# Addition
2+3
[1] 5
#Subtraction
2-5
[1] -3
# Exponentiation
5^3
[1] 125
# Logarithms
log(10)
[1] 2.302585
log(2.72,base = 2.72)
[1] 1
log10(10)
[1] 1
log10(100)
[1] 2
log(10, base =5)
[1] 1.430677
#Batting Average=(No. of Hits)/(No. of At Bats)

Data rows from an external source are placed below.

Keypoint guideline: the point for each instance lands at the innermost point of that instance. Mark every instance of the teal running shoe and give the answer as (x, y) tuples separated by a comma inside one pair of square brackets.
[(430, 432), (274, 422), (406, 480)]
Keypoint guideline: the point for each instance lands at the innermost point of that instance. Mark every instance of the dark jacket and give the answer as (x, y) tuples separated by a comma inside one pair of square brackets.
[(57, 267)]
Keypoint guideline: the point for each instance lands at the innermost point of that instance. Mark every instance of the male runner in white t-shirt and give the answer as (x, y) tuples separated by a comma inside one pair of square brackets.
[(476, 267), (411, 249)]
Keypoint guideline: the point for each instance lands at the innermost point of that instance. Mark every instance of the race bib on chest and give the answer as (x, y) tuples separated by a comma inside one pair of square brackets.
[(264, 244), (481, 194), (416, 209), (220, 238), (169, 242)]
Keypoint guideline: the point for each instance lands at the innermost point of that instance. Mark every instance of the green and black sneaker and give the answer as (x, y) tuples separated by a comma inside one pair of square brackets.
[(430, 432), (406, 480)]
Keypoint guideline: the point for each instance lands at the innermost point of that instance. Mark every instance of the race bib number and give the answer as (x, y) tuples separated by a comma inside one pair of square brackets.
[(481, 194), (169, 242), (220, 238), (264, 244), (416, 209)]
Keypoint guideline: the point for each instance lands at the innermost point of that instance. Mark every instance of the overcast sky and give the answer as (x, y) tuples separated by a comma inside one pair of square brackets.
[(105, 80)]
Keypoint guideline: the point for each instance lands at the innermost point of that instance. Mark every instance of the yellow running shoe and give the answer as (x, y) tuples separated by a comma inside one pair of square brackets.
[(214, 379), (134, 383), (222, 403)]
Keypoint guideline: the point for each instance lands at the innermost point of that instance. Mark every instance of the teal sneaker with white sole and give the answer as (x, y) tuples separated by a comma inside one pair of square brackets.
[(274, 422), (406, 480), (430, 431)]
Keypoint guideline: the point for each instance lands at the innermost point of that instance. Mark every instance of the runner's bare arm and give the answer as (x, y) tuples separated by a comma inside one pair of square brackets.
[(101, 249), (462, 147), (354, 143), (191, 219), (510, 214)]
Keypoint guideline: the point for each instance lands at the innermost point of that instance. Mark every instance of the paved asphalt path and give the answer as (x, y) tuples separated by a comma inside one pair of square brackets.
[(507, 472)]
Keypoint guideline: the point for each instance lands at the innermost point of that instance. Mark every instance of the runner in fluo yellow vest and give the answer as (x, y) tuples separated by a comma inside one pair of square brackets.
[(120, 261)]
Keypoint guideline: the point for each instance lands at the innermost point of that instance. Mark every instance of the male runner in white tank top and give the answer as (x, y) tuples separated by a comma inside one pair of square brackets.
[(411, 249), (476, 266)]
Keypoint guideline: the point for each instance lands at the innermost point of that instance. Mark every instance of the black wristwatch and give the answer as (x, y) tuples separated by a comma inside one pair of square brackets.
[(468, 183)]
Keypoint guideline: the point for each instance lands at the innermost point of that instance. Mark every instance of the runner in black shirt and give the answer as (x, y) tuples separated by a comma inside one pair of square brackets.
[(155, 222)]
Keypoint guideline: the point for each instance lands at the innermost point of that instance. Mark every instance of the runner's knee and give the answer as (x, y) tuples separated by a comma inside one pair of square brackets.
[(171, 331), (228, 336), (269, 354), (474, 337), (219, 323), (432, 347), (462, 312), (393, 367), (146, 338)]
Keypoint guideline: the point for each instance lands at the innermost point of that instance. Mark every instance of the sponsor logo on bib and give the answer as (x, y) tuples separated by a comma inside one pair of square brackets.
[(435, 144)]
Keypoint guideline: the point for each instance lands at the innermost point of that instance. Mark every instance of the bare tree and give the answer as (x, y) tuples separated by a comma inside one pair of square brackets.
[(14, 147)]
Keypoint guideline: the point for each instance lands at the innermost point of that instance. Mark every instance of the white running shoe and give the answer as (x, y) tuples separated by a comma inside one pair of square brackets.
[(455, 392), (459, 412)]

#What is the batting average of a player that bats 29 hits in 112 at bats?
BA=(29)/(112)
BA
[1] 0.2589286
Batting_Average=round(BA,digits = 3)
Batting_Average
[1] 0.259
# Question_1: Compute the log base 5 of 10 and the log of 10
log(10, base = 5) # log base 5 of 10
[1] 1.430677
log(10) # natural log of 10
[1] 2.302585
#Question_2:What is the batting average of a player that bats 42 hits in 212 at bats?
BA=(42)/(212)
Batting_Average=round(BA,digits = 3)
Batting_Average
[1] 0.198
#On Base Percentage
#OBP=(H+BB+HBP)/(At Bats+BB+HBP+SF)
#Let us compute the OBP for a player with the following general stats
#AB=515,H=172,BB=84,HBP=5,SF=6
OBP=(172+84+5)/(515+84+5+6)
OBP
[1] 0.4278689
On_Base_Percentage=round(OBP,digits = 3)
On_Base_Percentage
[1] 0.428
#Question_3:Compute the OBP for a player with the following general stats:
#AB=565,H=156,BB=65,HBP=3,SF=7
#OBP=(H+BB+HBP)/(At Bats+BB+HBP+SF)
OBP=(156+65+3)/(565+65+3+7)
On_Base_Percentage=round(OBP,digits = 3)
On_Base_Percentage
[1] 0.35
3 <= 8# Is 3 less than or equal to 8?
[1] TRUE
3>=5
[1] FALSE
3==5
[1] FALSE
!FALSE
[1] TRUE
!TRUE
[1] FALSE
# Combination of statements
2 < 3 | 1 == 5 # 2<3 is True, 1==5 is False, True OR False is True
[1] TRUE
2>3|2==3
[1] FALSE
2>1 & 3>=3
[1] TRUE
2>1 & 3>=4
[1] FALSE
Total_Bases <- 6 + 5
Total_Bases*3
[1] 33
ls()
[1] "BA" "bar" "barsample"
[4] "Batting_Average" "game_day" "getMode"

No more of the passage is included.